One of the many activities you can sign up for at my university is being an Orientation Week leader; something I got to do with new and old friends!
2. EXPLORE THE CITY
Being dropped into a completely foreign city is daunting. It’s easy for many students to slip into a habit of staying around campus because the surrounding area is too unfamiliar and they are hesitant to explore. But my advice to those people is: explore! There’s no better way to start feeling really at home than making the city your home! Check out what the area has to offer — their museums, their parks, their restaurants, and their nightlife. Find your favorite places – maybe bring a few friends along – and make good memories to make the city feel more like your own.
3. UNDERSTAND THE UNIVERSITY SCHEDULE
High school does many things, but what it does not prepare you for is the schedule (or lack thereof) of university life. University classes generally consist of lectures an hour or two long staggered throughout the weekdays; despite students being enrolled in 4-5 classes a semester, the total time spent in class only averages around 12-15 hours a week. This translates into a lot of free time, but far too late students realize that at least some of this downtime should be spent in reviewing lecture notes, keeping up with readings, and going over course material — or even getting ahead! Freshmen are quick to experience the struggle of getting too far behind in their courses because of this lack of time management. I’ve done it myself, and from experience, I can say that there is nothingworse than having to spend consecutive all-nighters in the library trying in vain to cram too much information into your brain because you’ve spent the last few weeks doing no work at all. At university, you’ve got to make your own routine – and stick to it.
Find your favorite study spots and visit them frequently! Cafés or just a nice, clean desk at home (with no distractions) works too.
4. TAKE NOTE OF UNIVERSITY RESOURCES
Universities are amazing in terms of the resources they have in their arsenal for students. My own university has everything: from a writing center that allows students to submit essays in for revision to a program for international students to ‘buddy up’ and make connections to regular ppenuppy therapy sessions during exam time to help students de-stress. It’s all about finding the resources that you may need, because they’re all there for your use. So use them! Use them to make connections, use them to get better grades, use them to keep your sanity. Just use them.

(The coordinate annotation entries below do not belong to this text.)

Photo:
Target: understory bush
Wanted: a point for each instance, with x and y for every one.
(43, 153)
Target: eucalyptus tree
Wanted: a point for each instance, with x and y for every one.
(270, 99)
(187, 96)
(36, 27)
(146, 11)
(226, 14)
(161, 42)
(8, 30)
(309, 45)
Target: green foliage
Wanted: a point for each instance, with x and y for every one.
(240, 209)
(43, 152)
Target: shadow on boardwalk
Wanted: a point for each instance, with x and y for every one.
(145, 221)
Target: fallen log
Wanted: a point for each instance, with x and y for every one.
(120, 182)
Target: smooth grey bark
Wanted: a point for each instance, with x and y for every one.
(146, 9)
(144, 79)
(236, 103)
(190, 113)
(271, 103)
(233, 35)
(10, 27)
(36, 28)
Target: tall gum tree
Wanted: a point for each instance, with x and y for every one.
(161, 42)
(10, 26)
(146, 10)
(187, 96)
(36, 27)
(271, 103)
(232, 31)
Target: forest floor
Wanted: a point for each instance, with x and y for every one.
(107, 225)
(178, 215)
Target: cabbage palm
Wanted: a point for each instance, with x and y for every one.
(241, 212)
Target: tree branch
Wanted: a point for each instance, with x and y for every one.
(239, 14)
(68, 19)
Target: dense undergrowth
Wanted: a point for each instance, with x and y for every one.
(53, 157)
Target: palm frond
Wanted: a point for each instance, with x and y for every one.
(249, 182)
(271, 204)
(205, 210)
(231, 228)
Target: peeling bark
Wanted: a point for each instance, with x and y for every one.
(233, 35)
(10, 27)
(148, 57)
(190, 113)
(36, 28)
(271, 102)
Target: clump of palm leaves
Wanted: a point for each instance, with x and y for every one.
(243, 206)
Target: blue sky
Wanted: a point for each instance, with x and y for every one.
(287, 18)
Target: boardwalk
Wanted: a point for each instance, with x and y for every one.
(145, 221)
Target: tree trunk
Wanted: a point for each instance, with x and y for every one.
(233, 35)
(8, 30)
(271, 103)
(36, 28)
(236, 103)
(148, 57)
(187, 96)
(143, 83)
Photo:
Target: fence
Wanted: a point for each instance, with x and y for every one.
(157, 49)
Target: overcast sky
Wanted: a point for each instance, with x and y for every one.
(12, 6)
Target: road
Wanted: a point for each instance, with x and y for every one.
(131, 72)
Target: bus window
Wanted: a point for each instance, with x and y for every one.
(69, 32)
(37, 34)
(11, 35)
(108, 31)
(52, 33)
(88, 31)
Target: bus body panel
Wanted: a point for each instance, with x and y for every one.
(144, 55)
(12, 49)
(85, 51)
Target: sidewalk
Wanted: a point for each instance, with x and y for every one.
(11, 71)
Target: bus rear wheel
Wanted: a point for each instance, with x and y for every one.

5. KEEP IN TOUCH WITH YOUR OLD LIFE, BUT ACCEPT YOUR NEW ONE TOO!
An older student that I’m acquainted with once told me that her biggest regret during first year was that she had never managed to overcome her homesickness. She spent so much time and effort talking to her family and friends back home that by the end of her freshman year, she felt so removed from everyone at her university that she seriously considered moving back home for the rest of her college experience. To avoid this, she said, it’s best for freshmen to understand that while being homesick is understandable, it will never get better unless you start to make a place for yourself in your new world. Make plans to stay in touch with family and friends – weekly Skype dates or frequent texts and calls – but remember that this new environment is your home now, whether you like it or not. It’s useless to be stuck in old friendships when there are thousands of people around you that are willing to be friends with you too! Don’t close yourself off because you’re stuck in the past; live in the present and make new memories!
ODESZA in Montreal – it was an unforgettable concert, and I got to go with my closest friends!
Gabriella de Guzman is an intern at Edukasyon.ph. Manila-born, her family made the move to Canada when she was 10 years old, where she has lived ever since. Gabby is currently an undergraduate at McGill University, studying International Development and Psychology.